3. Although it certainly often seems too racy for CBS. One just just imagine the sweaty palms of certain CBS executives watching the rough cuts. Drug use, implied nudity, pornography, promiscuity. In short, this is a show that probably would have thrived on HBO, TNT, or even AMC, places where smaller niche shows can thrive without the demand of big network ratings and audiences.
4. You really don't often seen shows that take so close a look at that awkward situation we've all found ourselves in when we change locations or social positions and have to balance the cool new friends with the slightly uncool old friends. It all feels very fresh.

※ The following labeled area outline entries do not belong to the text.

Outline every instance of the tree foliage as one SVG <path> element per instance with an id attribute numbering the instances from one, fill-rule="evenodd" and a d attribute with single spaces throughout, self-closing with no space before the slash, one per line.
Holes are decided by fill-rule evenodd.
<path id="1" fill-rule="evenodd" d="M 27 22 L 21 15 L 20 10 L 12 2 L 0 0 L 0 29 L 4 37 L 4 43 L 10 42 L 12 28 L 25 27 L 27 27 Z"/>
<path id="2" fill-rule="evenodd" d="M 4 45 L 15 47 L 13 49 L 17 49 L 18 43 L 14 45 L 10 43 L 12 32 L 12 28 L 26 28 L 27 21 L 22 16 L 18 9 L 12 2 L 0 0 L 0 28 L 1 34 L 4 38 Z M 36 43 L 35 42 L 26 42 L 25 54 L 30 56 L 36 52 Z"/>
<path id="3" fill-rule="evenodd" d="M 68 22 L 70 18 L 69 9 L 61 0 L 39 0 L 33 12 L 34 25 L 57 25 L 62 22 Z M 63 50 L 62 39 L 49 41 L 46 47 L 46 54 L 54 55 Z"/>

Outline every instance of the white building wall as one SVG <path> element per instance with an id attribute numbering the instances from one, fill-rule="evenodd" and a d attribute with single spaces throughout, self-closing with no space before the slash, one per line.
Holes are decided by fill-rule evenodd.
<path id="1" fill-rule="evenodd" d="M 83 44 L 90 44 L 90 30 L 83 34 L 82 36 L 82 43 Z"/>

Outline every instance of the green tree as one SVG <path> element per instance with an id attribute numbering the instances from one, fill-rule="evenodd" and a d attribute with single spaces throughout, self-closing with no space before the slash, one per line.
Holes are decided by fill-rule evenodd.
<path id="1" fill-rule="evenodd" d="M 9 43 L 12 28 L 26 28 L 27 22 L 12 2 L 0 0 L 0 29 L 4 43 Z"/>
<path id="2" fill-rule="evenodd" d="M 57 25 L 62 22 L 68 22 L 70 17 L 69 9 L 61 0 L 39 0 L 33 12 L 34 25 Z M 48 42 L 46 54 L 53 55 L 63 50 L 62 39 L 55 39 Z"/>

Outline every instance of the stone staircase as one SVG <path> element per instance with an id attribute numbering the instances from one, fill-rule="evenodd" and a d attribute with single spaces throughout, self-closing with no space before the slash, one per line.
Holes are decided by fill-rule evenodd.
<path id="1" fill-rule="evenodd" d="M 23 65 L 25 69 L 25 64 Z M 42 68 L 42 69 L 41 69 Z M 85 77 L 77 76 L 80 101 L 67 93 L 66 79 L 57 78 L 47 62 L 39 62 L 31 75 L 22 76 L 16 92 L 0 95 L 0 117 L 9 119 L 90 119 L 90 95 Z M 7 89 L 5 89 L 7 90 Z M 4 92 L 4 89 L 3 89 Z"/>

5. Then again, the show also gives us the very unfresh subplot of a brainy high school girl and her blooming inappropriate romance with a young teacher. Been there, done that. And frankly, it was pretty boring then, too.
6. The three female leads - Molly Parker (our heroine), Lana Parrilla (the cool new friend), and Miriam Show (the uncool old friend) - are outstanding.
7. Clever idea for CBS to make available for downloading the show's 70s-infused soundtrack each week.
8. But all those disco-era songs are also an annoyance. The writing is often so strong that the show's frequent reliance on period songs seems somehow lazy. Does the episode about Molly Parker feeling the stirrings of the women's lib movement really have to end with Helen Reddy's "I Am Woman"? That's the kind of obvious, heavy-handed thing a junior film student would do. The show's better than that.
9. If you want to check it out, tune in before it's too late.